Real-World: A media company stores raw video uploads in Standard, transcoded copies in Standard-IA after 30 days, and original masters in Glacier Deep Archive after 1 year. S3 Lifecycle policies automate this.

Lifecycle Policies — Automate Tiering

<LifecycleConfiguration>
  <Rule>
    <ID>ArchiveOldLogs</ID>
    <Status>Enabled</Status>
    <Filter><Prefix>logs/</Prefix></Filter>
    <Transition>
      <Days>30</Days>
      <StorageClass>STANDARD_IA</StorageClass>
    </Transition>
    <Transition>
      <Days>90</Days>
      <StorageClass>GLACIER</StorageClass>
    </Transition>
    <Expiration>
      <Days>365</Days>
    </Expiration>
  </Rule>
</LifecycleConfiguration>

Versioning

Enabling versioning means every PUT creates a new version. DELETE just adds a "delete marker" — data not lost.

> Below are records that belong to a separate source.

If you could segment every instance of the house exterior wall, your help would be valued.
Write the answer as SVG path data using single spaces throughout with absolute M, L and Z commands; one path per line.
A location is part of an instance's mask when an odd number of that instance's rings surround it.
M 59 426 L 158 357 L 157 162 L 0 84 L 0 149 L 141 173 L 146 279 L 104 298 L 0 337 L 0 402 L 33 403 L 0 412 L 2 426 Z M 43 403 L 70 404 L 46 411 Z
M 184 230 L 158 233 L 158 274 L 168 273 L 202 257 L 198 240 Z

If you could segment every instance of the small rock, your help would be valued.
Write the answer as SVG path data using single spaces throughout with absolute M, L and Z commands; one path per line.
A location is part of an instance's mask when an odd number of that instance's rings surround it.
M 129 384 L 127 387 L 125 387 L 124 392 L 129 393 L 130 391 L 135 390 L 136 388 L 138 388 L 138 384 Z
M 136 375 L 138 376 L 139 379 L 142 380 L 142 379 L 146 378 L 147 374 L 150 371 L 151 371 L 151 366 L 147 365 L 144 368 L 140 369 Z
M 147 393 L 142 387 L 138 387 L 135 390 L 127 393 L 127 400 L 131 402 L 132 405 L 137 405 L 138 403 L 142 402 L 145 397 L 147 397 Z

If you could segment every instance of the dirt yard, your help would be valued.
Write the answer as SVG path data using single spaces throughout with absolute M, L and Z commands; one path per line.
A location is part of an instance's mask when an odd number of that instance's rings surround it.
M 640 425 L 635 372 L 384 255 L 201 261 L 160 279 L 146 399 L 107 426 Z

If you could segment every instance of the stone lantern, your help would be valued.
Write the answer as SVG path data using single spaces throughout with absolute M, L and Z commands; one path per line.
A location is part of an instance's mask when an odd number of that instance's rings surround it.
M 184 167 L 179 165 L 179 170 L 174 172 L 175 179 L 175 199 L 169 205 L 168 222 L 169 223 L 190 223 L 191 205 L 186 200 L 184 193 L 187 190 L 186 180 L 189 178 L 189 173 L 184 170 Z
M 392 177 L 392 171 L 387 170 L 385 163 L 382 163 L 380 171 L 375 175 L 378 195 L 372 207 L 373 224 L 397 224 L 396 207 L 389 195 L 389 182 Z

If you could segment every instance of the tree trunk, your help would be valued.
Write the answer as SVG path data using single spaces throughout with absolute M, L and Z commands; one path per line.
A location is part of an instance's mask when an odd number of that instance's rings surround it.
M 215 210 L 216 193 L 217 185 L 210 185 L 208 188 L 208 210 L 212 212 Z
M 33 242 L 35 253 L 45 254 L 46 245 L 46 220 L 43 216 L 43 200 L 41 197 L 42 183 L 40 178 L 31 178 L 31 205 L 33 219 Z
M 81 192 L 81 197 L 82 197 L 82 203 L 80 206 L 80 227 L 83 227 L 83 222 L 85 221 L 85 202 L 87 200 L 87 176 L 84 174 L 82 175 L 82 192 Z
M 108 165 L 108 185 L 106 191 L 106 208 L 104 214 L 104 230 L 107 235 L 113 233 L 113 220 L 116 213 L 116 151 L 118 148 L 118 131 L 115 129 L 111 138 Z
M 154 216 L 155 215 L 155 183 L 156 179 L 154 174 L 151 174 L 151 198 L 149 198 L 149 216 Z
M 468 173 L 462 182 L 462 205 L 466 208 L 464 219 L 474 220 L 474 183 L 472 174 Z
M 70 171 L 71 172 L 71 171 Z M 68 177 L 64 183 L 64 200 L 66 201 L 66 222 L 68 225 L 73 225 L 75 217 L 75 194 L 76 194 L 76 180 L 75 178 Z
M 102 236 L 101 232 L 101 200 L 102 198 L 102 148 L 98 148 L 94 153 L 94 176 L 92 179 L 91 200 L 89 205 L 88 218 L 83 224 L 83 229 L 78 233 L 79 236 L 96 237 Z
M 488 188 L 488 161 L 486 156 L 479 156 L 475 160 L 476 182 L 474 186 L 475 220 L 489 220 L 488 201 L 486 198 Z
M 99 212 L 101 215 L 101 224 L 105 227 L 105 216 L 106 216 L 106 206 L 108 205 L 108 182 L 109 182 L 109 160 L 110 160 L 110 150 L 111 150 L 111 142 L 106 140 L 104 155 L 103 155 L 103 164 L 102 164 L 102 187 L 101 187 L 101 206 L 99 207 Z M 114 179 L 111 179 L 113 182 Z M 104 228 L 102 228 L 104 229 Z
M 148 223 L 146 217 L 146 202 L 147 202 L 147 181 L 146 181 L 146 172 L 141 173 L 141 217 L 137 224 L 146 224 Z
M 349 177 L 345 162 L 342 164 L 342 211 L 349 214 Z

Real-World: A document management system uses S3 versioning so users can restore previous versions of contracts.

bucket/contract.pdf  → version 1 (original)
bucket/contract.pdf  → version 2 (modified)  ← current
bucket/contract.pdf  → delete marker          ← "deleted" but v1, v2 still there

MFA Delete: Requires MFA to permanently delete versions. Use for compliance buckets.

Encryption

Four Encryption Options

Method	Key Management	Performance	Use Case
SSE-S3	AWS manages everything	Fast	Default, no compliance requirements
SSE-KMS	KMS manages keys, you control	API call per encrypt/decrypt	Audit trail needed, HIPAA/PCI
SSE-C	YOU provide key per request	Client sends key in header	Regulatory: you must hold key
Client-Side	You encrypt before upload	Client CPU overhead	Maximum control

Enforcing Encryption via Bucket Policy

{
  "Effect": "Deny",
  "Principal": "*",
  "Action": "s3:PutObject",
  "Resource": "arn:aws:s3:::my-bucket/*",
  "Condition": {
    "StringNotEquals": {
      "s3:x-amz-server-side-encryption": "aws:kms"
    }
  }
}

Any upload WITHOUT SSE-KMS is denied. This enforces encryption at the policy level.

Enforce HTTPS Only

{
  "Effect": "Deny",
  "Principal": "*",
  "Action": "s3:*",
  "Resource": ["arn:aws:s3:::my-bucket", "arn:aws:s3:::my-bucket/*"],
  "Condition": {
    "Bool": {"aws:SecureTransport": "false"}
  }
}

Access Control — Who Can Access What?

Decision Flow

Is there an explicit DENY? → YES → DENY (end)
↓ NO
Is it a cross-account request?
  → Bucket policy must allow + IAM must allow
Is it same-account request?
  → Bucket policy allows OR IAM allows (either is enough)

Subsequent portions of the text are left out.